Tarihte Türk adının geçtiği ilk metin olan Göktürk Yazıtları’nın (Orhun Abideleri) birebir kopyası Erzurum’da yapıldı.
Şükrüpaşa Ortaokulu’nda görevli 4 öğretmen bir araya gelerek yaklaşık 70 saatte yazıtları elleriyle taşa nakşetti. Türk yazı dilinin başlangıcını miladın ilk asırlarına taşıyan Göktürk Yazıtları, hem tarihi hem de sanatsal açıdan büyük önem arz eden eserlerden. Erzurum’da öğretmenler yazıtların birebir kopyasını yaparak sergilemeye başladılar. Şükrüpaşa Ortaokulu’nda görevli öğretmenler Selim Koçak, Osman Buran, Hanifi Şimşek ve Miraç Furkan Bayar, UNESCO tarafından 2020 yılının Tonyukuk Yılı ilan edilmesine özel bir proje yürüttüler. Göktürk alfabesi ile milattan sonra 716, 732 ve 735 yıllarında dikilen Orhun Abideleri’nde bulunan yüzlerce satır ytong taşına nakşedildi. Bir hafta boyunca günde yaklaşık 10 saat çalışan öğretmenler, taşı oyarak abidelerin replikasını yaptılar.
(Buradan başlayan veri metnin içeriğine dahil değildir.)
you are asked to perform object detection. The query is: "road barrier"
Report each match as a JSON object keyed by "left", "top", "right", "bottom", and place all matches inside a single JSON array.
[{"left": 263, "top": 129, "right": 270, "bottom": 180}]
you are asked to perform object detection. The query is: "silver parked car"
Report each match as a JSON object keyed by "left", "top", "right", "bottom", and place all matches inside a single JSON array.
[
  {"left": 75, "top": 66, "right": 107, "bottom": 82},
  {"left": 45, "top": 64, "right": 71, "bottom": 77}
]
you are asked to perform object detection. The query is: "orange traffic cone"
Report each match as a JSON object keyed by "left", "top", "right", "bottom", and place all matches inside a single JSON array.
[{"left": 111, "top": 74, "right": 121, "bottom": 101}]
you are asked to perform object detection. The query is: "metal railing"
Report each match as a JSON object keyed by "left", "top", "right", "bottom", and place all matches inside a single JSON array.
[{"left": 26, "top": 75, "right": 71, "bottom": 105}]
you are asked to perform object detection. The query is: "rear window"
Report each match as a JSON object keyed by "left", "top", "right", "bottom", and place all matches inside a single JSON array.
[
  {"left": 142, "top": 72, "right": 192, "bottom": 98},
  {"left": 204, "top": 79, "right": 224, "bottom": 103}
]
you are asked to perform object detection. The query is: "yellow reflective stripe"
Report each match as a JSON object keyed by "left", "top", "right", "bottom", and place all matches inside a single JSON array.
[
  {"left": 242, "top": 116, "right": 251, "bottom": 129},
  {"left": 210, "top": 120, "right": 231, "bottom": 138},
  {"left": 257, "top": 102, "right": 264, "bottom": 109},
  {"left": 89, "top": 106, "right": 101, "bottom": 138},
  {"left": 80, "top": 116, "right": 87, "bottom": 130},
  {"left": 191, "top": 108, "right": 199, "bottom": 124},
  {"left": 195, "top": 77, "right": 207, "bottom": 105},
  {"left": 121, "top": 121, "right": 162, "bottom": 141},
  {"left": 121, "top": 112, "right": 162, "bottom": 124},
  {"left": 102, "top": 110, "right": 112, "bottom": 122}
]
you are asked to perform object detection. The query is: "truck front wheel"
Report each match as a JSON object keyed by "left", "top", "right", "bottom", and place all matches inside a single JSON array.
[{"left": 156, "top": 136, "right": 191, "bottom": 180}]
Abidelerin altında bulunan kaplumbağa heykellerini de yapan öğretmenler, orijinaline benzemesi için harfleri tornavida yardımı ile elleriyle kazıdılar.
TÜBİTAK’ın desteğiyle düzenlenen TÜBİTAK 4006 bilim fuarının açılışının yapıldığı okulda, eserler açılışa özel girişte sergilendi. Proje yürütücü Miraç Furkan Bayar, “Kültürel mirasımıza sahip çıkmak adına Erzurum’a müze değeri niteliğinde Göktürk Abidelerini kazandırdık. Bu abideler bazı sırlarıyla zamanın karşı konulmaz erkinde bir giz olsa da, günümüze ulaşan ve yüreğimizin derinliklerinde sakladığımız kutlu sözleriyle, hala milletine yol gösteren ulvi bir pusuladır. Uçmağa varan bir yiğide yakılan bir ağıttır bu. Karındaşlığın firkatine terennüm eden efsunlu bir yuğdur ki dinlesin bu ulu atasını boyu boylansın, soyu soylansın üstte gök batıncaya, altta yer delininceye kadar töresi daim olsun. Dinlesin ki devleti kutlu olsun, dinlesin ki ömrü uzun olsun. İşte biz bu medeniyetin torunlarıyız. Sahip çıkıp yaşatmak da boynumuzun borcu” dedi.
Yaklaşık 70 saat süren bir çalışmayla oluşturdukları eserden gurur duyduklarını söyleyen Bayar, “Bu projeyle gerçekten yakından ve titizlikle ilgilendik. Hepimiz mesai saatimizden sonra gece yarılarına kadar çalıştık. Harfleri baskı yöntemiyle de yapabilirdik ama orijinali gibi olmasını istedik. Tornavida yardımıyla tek tek taşlara kazıdık” diye konuştu.